0

I am analyzing accident reports about roof falls in underground mines using Python Pandas and I want to extract the dimensions of the roof fall from a column called Narrative to a new column called roof fall dimension. Basically, If a number in Narrative is followed by a measuring unit or a symbol for a measuring unit such as (ft, feet, inch, meter, or '), I want to extract that number, I also want to extract the word that follows the units or the symbol of the unit.

Narrative

Fall was 19' wide X 20' long x 7' thick                       
Fall was approx. 19' W. x 80' L. x 10' H                      
fall was approx. 5 ft thick, 10 ft wide x 4 ft long           
fall is 35 feet long X 5 feet wide X 16 feet in height       

roof fall dimension

19' wide, 20' long, 7' thick

19' W, 80 L, 10' H

5 ft thick, 10 ft wide, 4 ft long 
 
35 feet long, 19 feet wide, 16 feet height

I am having trouble figuring out how to check if the number that I want to extract is followed by any of the following ((ft, feet, inch, meter, or ') and my regular expression experience is limited.

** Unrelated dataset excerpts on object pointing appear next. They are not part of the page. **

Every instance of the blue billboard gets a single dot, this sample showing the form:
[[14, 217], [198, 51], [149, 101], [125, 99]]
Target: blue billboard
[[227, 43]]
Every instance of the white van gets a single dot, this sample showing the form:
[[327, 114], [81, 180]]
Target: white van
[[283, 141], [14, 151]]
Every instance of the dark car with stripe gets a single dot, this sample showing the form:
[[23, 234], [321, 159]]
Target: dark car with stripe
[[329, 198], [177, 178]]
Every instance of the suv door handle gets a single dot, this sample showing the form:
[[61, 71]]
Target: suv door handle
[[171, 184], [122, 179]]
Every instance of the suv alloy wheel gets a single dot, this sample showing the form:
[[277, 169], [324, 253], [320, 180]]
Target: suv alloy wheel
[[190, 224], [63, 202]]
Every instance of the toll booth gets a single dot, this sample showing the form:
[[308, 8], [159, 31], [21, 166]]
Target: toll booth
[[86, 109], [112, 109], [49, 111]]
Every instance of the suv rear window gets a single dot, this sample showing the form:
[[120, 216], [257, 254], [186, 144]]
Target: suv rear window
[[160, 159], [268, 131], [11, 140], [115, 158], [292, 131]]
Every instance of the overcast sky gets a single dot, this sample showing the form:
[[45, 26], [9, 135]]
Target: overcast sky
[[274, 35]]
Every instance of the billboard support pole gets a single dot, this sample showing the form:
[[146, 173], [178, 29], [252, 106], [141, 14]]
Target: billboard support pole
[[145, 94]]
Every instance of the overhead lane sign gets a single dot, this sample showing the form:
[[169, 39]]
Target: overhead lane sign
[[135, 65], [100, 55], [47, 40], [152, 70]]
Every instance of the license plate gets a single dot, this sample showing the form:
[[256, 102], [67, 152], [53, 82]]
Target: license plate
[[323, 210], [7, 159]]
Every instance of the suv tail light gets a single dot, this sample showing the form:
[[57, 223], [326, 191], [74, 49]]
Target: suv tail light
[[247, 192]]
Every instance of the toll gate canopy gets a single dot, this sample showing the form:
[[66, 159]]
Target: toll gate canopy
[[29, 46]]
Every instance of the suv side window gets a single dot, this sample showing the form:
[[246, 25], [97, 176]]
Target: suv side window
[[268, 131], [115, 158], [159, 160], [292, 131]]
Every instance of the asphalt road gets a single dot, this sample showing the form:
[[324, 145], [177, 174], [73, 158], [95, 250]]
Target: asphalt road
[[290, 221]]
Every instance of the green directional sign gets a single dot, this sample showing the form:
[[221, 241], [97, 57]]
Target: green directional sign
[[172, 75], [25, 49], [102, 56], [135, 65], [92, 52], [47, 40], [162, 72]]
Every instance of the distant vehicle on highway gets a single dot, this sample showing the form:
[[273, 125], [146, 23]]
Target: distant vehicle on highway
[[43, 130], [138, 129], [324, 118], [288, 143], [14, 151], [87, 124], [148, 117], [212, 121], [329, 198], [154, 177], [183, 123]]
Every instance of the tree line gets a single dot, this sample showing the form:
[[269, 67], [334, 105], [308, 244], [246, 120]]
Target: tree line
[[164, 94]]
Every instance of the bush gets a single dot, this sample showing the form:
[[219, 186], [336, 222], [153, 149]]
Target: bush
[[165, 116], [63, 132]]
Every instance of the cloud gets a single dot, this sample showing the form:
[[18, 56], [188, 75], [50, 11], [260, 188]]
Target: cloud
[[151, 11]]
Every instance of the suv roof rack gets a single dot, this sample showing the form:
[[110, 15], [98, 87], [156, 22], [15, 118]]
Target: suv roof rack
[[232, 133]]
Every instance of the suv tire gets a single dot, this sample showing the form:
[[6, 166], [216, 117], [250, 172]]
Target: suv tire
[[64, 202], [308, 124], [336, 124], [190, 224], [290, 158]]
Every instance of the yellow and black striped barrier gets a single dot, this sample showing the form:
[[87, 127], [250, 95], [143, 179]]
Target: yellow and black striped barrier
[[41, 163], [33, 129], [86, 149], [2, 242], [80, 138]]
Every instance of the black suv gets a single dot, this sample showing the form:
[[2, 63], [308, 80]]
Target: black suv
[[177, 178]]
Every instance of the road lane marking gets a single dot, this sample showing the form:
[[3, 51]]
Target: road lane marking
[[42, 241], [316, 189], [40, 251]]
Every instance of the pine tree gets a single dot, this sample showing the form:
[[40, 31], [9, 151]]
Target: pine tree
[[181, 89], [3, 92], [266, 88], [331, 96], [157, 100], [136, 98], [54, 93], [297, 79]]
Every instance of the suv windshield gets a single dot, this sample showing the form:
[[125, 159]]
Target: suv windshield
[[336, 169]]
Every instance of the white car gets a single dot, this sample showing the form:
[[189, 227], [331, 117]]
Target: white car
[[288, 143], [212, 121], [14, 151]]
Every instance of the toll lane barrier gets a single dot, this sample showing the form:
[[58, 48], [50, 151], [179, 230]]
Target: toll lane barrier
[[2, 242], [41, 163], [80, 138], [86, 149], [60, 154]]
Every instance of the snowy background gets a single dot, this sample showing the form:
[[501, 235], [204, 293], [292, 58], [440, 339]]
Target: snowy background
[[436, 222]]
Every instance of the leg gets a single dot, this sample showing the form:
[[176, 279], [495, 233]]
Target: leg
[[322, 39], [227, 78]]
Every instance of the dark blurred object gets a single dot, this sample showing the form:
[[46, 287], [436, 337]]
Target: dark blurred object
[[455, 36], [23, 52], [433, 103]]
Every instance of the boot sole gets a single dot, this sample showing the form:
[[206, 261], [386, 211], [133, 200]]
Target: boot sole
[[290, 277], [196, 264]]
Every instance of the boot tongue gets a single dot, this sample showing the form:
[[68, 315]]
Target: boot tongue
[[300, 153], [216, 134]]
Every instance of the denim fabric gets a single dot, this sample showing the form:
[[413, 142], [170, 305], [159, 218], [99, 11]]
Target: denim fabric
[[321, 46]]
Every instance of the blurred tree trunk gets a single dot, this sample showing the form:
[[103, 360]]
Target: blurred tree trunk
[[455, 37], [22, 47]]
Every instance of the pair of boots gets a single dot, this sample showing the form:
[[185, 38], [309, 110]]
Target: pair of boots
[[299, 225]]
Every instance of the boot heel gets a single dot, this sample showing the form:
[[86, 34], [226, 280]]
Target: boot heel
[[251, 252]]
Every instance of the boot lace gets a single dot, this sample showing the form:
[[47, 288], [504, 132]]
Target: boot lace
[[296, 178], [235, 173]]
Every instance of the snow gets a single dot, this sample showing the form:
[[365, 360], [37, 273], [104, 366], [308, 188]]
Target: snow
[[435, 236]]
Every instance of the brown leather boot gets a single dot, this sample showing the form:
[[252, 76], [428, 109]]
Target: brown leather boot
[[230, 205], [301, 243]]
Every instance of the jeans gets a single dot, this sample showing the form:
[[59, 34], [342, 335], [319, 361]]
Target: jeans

thanks a lot for helping out.

Karn Kumar
  • 8,518
  • 3
  • 27
  • 53
Eng_GR
  • 57
  • 6
  • 3
    You could improve this question by including the code you have tried, or clarifying what the input & expected output is. – Tom Jun 26 '21 at 16:36
  • Take a look at [How to make good reproducible pandas examples](https://stackoverflow.com/q/20109391/15497888) for some more information about community expectations in these types of questions. – Henry Ecker Jun 26 '21 at 16:44

1 Answers1

1

Although you'd need to cover all scenarios, the code would go something like this:

a=re.findall("([0-9]+)['| ft| inch| meter]+", text)
print(a)

This would search for cases where there are zero or more occurrences of (ft, feet, inch, meter, or ')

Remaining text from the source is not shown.